A new account of the making of Australia reveals how the school subject of our history has been so radically reconceptualised.

Anna Clark’s seeking study of Australia’s historical myth-making and stories is an outstanding work of research, reckoning and reconciliation.
Anna Clark’s seeking study of Australia’s historical myth-making and stories is an outstanding work of research, reckoning and reconciliation.

Anna Clark’s Making Australian History is an impressive and detailed chronicle of the various historical movements within our national story. It is also a ruminative and absorbing attempt to recast popular understandings of our history – that is, our changing understanding of ourselves – into a wider and more diverse narrative.

To start, the lauded historian Anna Clark warns us to be cautious of letting the archives do all the talking. As much as our history here is enshrined in records and artefacts, so much of former history-making efforts can be obscured by narrow, prescriptive approaches to it. Take the example of the Ngunnhu rocks in Brewarrina, NSW, one of many relics emblematic of Clark’s method for rethinking Australian history.

The Ngunnhurocks are an ancient formation of stone river networks that demonstrate fishing practices for our First Peoples. They are some of oldest human-made structures in the world. What makes the rocks so apt here is how they resist clear historical scripts, as archaeological reports remain unclear about their history and historians dispute their date of origin (“dating the Ngunnhu is perhaps impossible”).

According to Clark, the rocks remind us of how we have many ancient stories in Australia. But ancientness can often rub badly against usual historical ideas of chronology, structure and precision here and so some stories have been written out for these reasons. The Ngunnhu rocks serve as a necessary reminder of our changing peoples, contexts and cultures throughout time, and the need to recognise narratives beyond the easily categorised. It’s indeed only recently that some resolution has taken place in our history books: “Acceptance of Australia’s ancientness is, paradoxically, the latest chapter of its historiography”.

The fishing rocks at once make Clark’s efforts writ large: the story of Australian history may have first started with colonial projects (setting all start dates at 1787), but with evolved thinking and re-centering of what is considered historical (such as these sites and resisting usual timescales), Australia’s story can be so much more inclusive and inspiring.

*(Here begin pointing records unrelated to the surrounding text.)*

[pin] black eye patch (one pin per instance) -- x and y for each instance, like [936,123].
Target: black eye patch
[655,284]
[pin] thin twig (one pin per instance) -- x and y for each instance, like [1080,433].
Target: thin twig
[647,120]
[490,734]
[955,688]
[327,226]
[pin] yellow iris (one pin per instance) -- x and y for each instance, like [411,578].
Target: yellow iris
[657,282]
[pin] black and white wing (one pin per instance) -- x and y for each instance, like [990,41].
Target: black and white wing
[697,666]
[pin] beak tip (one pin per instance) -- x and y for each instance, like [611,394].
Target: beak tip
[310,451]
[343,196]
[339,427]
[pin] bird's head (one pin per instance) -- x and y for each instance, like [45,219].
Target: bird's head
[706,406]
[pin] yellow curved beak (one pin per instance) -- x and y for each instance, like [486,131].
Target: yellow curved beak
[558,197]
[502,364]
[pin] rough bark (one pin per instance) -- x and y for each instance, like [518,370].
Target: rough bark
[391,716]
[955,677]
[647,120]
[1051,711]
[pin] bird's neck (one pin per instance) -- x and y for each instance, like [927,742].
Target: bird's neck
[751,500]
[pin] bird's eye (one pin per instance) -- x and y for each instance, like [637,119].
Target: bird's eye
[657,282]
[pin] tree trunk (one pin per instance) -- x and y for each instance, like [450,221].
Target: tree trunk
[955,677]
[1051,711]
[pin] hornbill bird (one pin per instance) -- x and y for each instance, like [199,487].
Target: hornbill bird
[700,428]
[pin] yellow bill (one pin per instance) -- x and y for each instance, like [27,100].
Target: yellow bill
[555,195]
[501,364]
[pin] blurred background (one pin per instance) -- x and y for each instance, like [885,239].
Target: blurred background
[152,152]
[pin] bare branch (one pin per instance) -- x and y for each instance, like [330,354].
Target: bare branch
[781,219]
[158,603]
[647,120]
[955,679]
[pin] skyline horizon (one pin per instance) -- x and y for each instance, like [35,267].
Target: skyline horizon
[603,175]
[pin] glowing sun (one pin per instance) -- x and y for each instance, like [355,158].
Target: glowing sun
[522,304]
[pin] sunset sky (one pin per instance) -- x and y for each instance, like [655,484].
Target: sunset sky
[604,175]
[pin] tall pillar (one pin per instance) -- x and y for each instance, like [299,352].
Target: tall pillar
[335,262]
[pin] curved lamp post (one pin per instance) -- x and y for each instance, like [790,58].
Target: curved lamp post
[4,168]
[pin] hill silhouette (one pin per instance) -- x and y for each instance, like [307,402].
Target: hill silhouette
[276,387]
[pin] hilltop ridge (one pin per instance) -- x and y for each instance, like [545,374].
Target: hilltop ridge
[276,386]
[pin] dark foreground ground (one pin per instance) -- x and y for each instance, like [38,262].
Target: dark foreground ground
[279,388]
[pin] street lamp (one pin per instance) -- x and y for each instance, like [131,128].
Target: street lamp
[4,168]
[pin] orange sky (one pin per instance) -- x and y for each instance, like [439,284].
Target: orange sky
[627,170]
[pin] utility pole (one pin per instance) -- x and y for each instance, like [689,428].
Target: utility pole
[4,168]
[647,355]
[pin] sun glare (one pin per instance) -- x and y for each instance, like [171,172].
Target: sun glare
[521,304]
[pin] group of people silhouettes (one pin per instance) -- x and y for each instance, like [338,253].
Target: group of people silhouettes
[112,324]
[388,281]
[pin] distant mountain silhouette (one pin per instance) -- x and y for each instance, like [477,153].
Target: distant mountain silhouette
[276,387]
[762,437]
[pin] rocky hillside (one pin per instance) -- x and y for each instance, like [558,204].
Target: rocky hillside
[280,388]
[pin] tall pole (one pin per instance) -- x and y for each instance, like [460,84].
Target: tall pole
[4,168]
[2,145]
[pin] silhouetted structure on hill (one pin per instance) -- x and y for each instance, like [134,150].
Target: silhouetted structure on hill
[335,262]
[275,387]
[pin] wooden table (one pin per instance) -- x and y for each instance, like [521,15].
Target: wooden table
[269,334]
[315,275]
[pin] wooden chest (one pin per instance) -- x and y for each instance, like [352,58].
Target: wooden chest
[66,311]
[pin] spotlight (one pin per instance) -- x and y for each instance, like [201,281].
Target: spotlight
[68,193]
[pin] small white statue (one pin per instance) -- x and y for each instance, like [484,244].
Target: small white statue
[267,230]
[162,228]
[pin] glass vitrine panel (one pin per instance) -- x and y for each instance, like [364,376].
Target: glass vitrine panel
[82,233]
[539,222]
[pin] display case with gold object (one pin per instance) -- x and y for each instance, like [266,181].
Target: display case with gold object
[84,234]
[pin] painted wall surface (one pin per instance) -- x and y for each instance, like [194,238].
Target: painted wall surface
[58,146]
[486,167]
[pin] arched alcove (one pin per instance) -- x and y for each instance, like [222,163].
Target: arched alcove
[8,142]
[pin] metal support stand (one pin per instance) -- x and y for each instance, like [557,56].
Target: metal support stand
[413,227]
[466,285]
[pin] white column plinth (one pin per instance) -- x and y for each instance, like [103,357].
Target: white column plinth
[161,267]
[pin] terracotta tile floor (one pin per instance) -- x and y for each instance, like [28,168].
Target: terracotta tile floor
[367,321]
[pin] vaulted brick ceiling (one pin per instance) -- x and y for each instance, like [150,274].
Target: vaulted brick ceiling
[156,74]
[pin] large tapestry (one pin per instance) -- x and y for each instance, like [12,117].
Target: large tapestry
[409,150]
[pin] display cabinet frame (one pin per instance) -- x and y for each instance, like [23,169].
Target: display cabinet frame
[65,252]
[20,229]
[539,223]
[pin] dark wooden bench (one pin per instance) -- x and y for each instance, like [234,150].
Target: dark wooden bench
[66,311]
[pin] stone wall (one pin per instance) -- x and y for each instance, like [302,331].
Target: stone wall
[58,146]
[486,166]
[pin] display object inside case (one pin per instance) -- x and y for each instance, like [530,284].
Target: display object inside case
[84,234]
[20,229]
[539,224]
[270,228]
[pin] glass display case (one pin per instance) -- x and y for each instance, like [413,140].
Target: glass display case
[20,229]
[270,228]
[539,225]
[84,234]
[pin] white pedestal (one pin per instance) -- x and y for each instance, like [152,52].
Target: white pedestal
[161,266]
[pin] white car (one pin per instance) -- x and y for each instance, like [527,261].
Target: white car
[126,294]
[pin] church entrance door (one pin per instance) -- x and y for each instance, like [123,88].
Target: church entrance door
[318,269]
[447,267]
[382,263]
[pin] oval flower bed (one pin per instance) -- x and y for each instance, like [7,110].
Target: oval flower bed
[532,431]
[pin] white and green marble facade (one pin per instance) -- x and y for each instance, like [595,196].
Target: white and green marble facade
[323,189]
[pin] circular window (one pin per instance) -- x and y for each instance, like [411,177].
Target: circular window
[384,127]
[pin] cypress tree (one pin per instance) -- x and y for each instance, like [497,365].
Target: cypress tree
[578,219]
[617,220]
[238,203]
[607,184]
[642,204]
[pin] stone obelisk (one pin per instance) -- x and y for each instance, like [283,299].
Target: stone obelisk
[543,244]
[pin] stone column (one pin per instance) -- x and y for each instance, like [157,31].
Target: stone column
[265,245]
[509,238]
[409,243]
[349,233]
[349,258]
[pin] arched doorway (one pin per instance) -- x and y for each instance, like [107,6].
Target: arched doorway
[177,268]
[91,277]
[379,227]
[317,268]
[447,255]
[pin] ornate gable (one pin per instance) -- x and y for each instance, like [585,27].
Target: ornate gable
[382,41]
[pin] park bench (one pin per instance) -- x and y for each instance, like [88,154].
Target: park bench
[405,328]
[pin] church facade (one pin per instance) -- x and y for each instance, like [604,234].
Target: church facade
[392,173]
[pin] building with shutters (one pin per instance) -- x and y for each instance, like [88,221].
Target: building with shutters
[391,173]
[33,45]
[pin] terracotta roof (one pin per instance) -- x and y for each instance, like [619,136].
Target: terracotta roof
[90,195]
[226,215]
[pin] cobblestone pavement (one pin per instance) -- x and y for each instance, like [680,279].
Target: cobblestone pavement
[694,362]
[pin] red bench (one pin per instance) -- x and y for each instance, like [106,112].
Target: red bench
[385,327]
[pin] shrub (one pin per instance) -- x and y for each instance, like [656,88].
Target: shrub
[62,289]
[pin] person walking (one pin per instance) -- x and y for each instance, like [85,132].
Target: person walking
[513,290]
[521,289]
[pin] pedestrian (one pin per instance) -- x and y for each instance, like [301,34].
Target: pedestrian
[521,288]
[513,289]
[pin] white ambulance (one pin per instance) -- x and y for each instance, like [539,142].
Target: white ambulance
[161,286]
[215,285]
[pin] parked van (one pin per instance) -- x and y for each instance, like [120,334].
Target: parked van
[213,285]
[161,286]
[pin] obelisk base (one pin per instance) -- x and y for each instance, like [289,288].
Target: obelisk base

But Making Australian Historyis much more than reconceptualising rocks. It broadens the tellings of our national story by using thematic movements (instead of straight years or places) to defy the temptations of dates and chronology that Clark so contests throughout. These efforts are far-reaching and richly told.

We learn how the school subject of Australian history has so radically reconceptualised over the decades, from some rather sobering and stark origins; we understand how family ties (especially to convict histories) have acted as complex yet key markers of national identity; we read how notions of memory (especially when connected to war) have represented efforts at nation-making in spite of great trauma, with “forgetting … a vital part of remembering”. Clark leaves no stone (rock) unturned, and her chapter on Australia’s immigration history “Colour” is particularly revelatory.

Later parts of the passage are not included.